Looking at these graphs you can see that both of their predicted bikers go down as the date passes. If you look at the other graph you will see that “no precipitation” has a higher average of predicted bikers than “precipitation”. Precipitation effects both graphs in a big way.

3 Discussions and Conclusions

The quasi-poisson rate model based on the bike count is not appropriate since the information on the total biker count is a key variable in the study of WilliamsburgBridge distribution. Including the total biker count in the quasi-poisson rate model will reduce the statistical significance of AvgTemp and NewPrecip. See the following output of the fitted quasi-poisson rate model of Williamsburg Bridge bike count adjusted by total bike count.

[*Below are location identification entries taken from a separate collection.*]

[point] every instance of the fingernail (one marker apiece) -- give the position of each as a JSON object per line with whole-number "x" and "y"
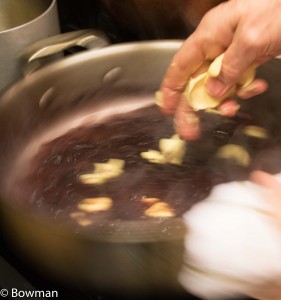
{"x": 216, "y": 88}
{"x": 191, "y": 119}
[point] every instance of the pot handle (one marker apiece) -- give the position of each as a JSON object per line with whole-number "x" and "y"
{"x": 44, "y": 50}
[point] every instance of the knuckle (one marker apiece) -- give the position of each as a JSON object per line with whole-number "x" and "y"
{"x": 251, "y": 39}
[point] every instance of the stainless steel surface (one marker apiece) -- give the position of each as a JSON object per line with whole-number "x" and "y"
{"x": 88, "y": 39}
{"x": 23, "y": 23}
{"x": 120, "y": 257}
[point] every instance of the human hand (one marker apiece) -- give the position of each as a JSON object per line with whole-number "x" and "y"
{"x": 274, "y": 190}
{"x": 247, "y": 32}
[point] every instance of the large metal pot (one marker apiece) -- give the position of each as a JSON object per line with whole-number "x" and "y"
{"x": 21, "y": 24}
{"x": 117, "y": 256}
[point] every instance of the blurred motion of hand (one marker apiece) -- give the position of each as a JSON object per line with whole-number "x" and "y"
{"x": 248, "y": 32}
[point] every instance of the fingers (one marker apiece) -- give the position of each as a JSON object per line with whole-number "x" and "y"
{"x": 187, "y": 122}
{"x": 266, "y": 180}
{"x": 228, "y": 108}
{"x": 258, "y": 86}
{"x": 272, "y": 184}
{"x": 186, "y": 61}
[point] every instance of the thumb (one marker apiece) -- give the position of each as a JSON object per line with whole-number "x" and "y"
{"x": 235, "y": 62}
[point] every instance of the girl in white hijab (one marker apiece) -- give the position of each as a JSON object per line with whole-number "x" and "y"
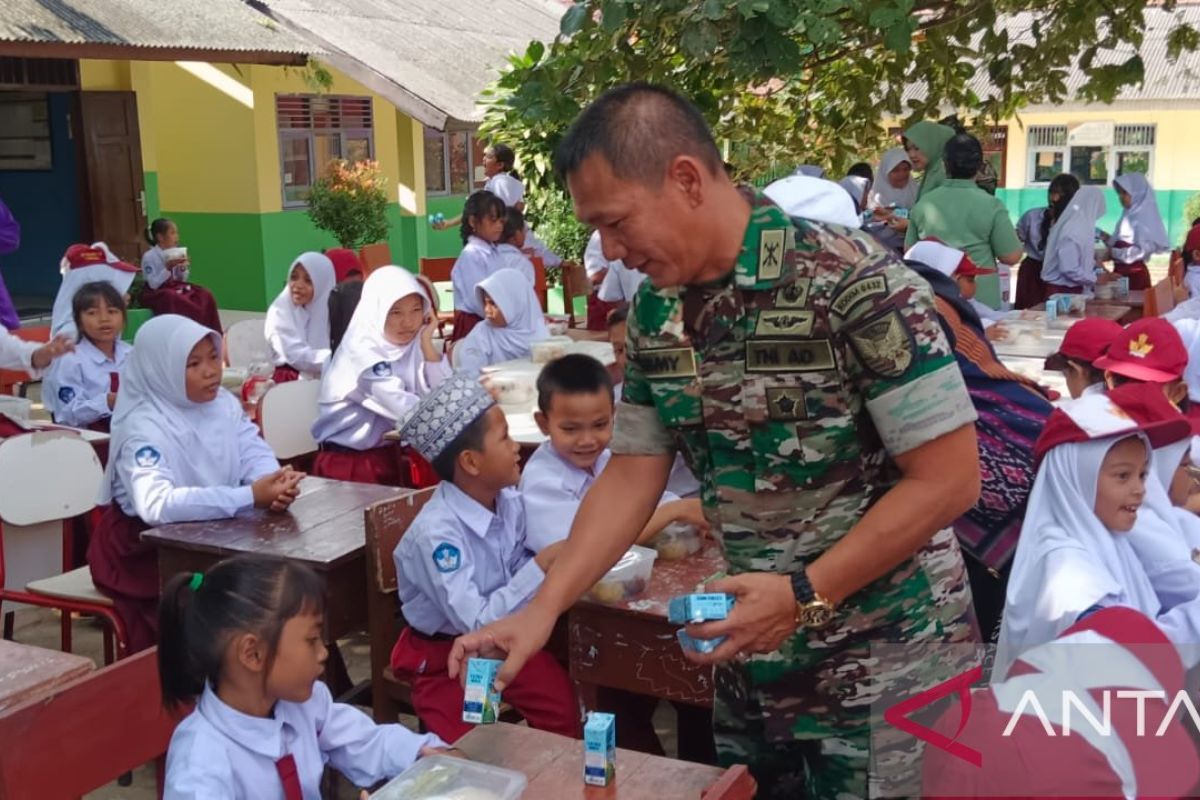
{"x": 298, "y": 320}
{"x": 85, "y": 264}
{"x": 384, "y": 365}
{"x": 1139, "y": 233}
{"x": 181, "y": 450}
{"x": 513, "y": 322}
{"x": 1069, "y": 262}
{"x": 1075, "y": 553}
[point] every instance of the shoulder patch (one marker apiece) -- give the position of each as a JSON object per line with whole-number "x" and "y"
{"x": 147, "y": 456}
{"x": 447, "y": 558}
{"x": 885, "y": 344}
{"x": 874, "y": 286}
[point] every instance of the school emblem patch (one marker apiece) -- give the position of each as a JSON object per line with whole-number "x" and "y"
{"x": 885, "y": 344}
{"x": 447, "y": 558}
{"x": 147, "y": 456}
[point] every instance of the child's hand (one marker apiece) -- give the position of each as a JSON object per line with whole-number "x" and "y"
{"x": 59, "y": 346}
{"x": 545, "y": 559}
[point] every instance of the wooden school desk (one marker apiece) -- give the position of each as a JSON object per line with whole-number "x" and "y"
{"x": 323, "y": 529}
{"x": 631, "y": 647}
{"x": 553, "y": 764}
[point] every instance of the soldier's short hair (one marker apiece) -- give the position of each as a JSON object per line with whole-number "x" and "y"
{"x": 639, "y": 128}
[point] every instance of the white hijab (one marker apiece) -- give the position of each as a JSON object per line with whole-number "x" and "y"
{"x": 153, "y": 405}
{"x": 1077, "y": 224}
{"x": 1141, "y": 224}
{"x": 364, "y": 343}
{"x": 307, "y": 323}
{"x": 883, "y": 193}
{"x": 814, "y": 198}
{"x": 1066, "y": 559}
{"x": 511, "y": 293}
{"x": 61, "y": 318}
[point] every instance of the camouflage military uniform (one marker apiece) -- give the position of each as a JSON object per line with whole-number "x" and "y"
{"x": 786, "y": 388}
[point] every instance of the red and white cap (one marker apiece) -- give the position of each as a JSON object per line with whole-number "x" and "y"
{"x": 79, "y": 256}
{"x": 943, "y": 258}
{"x": 1104, "y": 416}
{"x": 1150, "y": 350}
{"x": 1085, "y": 341}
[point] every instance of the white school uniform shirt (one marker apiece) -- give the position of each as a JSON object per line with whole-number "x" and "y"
{"x": 219, "y": 752}
{"x": 510, "y": 257}
{"x": 461, "y": 566}
{"x": 371, "y": 383}
{"x": 172, "y": 459}
{"x": 299, "y": 335}
{"x": 155, "y": 271}
{"x": 76, "y": 385}
{"x": 477, "y": 260}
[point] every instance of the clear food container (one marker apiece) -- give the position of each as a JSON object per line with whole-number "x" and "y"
{"x": 442, "y": 777}
{"x": 676, "y": 541}
{"x": 627, "y": 578}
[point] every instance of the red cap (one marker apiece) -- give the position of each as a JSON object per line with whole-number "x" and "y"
{"x": 1085, "y": 341}
{"x": 1149, "y": 349}
{"x": 1099, "y": 416}
{"x": 79, "y": 256}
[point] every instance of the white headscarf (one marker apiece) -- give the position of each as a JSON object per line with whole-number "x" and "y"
{"x": 883, "y": 193}
{"x": 1141, "y": 224}
{"x": 814, "y": 198}
{"x": 856, "y": 187}
{"x": 525, "y": 323}
{"x": 307, "y": 323}
{"x": 1189, "y": 331}
{"x": 153, "y": 405}
{"x": 1077, "y": 224}
{"x": 61, "y": 318}
{"x": 365, "y": 344}
{"x": 1066, "y": 559}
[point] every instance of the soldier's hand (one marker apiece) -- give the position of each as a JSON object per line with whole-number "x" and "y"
{"x": 762, "y": 618}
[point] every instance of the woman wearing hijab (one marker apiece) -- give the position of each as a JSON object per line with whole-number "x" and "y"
{"x": 1069, "y": 263}
{"x": 1139, "y": 233}
{"x": 513, "y": 322}
{"x": 924, "y": 143}
{"x": 87, "y": 264}
{"x": 181, "y": 450}
{"x": 1077, "y": 555}
{"x": 298, "y": 322}
{"x": 382, "y": 368}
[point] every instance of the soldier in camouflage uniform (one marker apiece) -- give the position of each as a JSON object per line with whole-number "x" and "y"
{"x": 798, "y": 385}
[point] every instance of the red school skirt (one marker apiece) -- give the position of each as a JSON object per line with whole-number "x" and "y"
{"x": 543, "y": 692}
{"x": 126, "y": 569}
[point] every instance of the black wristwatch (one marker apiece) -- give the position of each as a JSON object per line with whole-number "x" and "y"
{"x": 811, "y": 609}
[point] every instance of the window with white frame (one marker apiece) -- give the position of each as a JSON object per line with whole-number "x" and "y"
{"x": 1095, "y": 160}
{"x": 316, "y": 130}
{"x": 454, "y": 162}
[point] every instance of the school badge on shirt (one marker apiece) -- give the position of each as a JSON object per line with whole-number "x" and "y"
{"x": 147, "y": 456}
{"x": 447, "y": 558}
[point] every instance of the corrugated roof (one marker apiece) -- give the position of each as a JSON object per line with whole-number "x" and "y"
{"x": 168, "y": 25}
{"x": 1164, "y": 80}
{"x": 430, "y": 58}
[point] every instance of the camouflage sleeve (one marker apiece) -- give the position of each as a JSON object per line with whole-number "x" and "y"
{"x": 897, "y": 354}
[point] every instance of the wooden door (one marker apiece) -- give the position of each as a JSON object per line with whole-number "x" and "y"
{"x": 113, "y": 167}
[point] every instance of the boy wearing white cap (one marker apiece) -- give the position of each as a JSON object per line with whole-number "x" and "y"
{"x": 463, "y": 561}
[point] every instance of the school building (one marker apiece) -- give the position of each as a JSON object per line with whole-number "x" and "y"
{"x": 204, "y": 110}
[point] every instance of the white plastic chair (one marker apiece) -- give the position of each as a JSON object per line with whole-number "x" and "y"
{"x": 246, "y": 343}
{"x": 54, "y": 476}
{"x": 286, "y": 415}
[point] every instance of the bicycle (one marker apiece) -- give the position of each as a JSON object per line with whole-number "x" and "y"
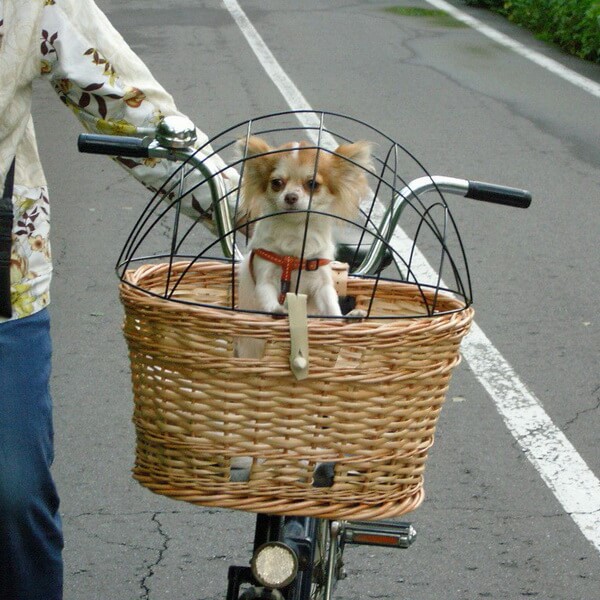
{"x": 312, "y": 498}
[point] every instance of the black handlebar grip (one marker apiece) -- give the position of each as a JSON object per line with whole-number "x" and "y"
{"x": 498, "y": 194}
{"x": 113, "y": 145}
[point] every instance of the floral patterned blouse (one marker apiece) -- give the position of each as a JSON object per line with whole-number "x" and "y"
{"x": 108, "y": 89}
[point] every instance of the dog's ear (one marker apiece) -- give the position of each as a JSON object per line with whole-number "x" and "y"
{"x": 257, "y": 167}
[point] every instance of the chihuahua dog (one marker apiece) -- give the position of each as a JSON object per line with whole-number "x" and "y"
{"x": 293, "y": 194}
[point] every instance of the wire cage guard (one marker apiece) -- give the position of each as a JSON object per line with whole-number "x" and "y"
{"x": 367, "y": 410}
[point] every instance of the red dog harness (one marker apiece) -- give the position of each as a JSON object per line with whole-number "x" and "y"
{"x": 287, "y": 264}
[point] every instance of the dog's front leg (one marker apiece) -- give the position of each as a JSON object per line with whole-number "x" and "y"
{"x": 267, "y": 296}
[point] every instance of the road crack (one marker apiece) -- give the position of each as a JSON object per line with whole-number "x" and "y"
{"x": 151, "y": 569}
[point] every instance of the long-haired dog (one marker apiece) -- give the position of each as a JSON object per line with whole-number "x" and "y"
{"x": 293, "y": 194}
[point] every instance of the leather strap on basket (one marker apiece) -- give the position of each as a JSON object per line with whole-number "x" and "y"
{"x": 6, "y": 225}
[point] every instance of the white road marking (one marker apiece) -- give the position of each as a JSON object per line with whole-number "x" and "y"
{"x": 548, "y": 449}
{"x": 539, "y": 59}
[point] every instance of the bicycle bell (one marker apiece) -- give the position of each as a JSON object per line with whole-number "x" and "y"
{"x": 176, "y": 132}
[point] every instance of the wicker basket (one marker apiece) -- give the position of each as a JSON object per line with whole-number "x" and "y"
{"x": 370, "y": 404}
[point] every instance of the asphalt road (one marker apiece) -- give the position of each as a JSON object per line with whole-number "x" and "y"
{"x": 490, "y": 527}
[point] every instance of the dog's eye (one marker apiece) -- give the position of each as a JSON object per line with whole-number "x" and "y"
{"x": 313, "y": 185}
{"x": 277, "y": 185}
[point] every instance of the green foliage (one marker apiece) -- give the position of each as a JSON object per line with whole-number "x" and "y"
{"x": 572, "y": 24}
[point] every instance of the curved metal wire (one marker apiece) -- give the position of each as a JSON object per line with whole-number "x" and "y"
{"x": 429, "y": 231}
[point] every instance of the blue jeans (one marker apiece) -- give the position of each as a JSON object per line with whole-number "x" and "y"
{"x": 30, "y": 528}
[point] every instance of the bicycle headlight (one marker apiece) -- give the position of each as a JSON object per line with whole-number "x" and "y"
{"x": 274, "y": 565}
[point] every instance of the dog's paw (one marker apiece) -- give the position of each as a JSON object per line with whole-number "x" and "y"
{"x": 277, "y": 310}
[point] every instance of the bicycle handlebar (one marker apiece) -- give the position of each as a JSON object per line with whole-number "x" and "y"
{"x": 114, "y": 145}
{"x": 172, "y": 141}
{"x": 498, "y": 194}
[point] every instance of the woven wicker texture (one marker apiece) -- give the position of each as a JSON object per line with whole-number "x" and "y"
{"x": 370, "y": 404}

The Poisson regression model for the counts of bikers versus the average temp, precipitation, and the total biker count.
Estimate Std. Error t value Pr(>|t|)
(Intercept) -0.5851487 0.1735099 -3.3724224 0.0023420
AvgTemp -0.0000765 0.0008017 -0.0954342 0.9247017
NewPrecip 0.0053194 0.0117947 0.4509952 0.6557320
log(Total) 0.9458853 0.0206076 45.8998833 0.0000000

The log(Total) in bike rate is significantly higher than the other predictor variables . There should be more investigation in why the log(Total) is distributing the data.

There is a negative linear relationship between AvgTemp and Date. The AvgTemp decreases as Date increase.

The last statistical observation is that there is no interaction effect between the precip groups and nonprecip. The rate curves are “parallel”.

This is only a small data set with limited information. All conclusions in this report are only based on the given data set.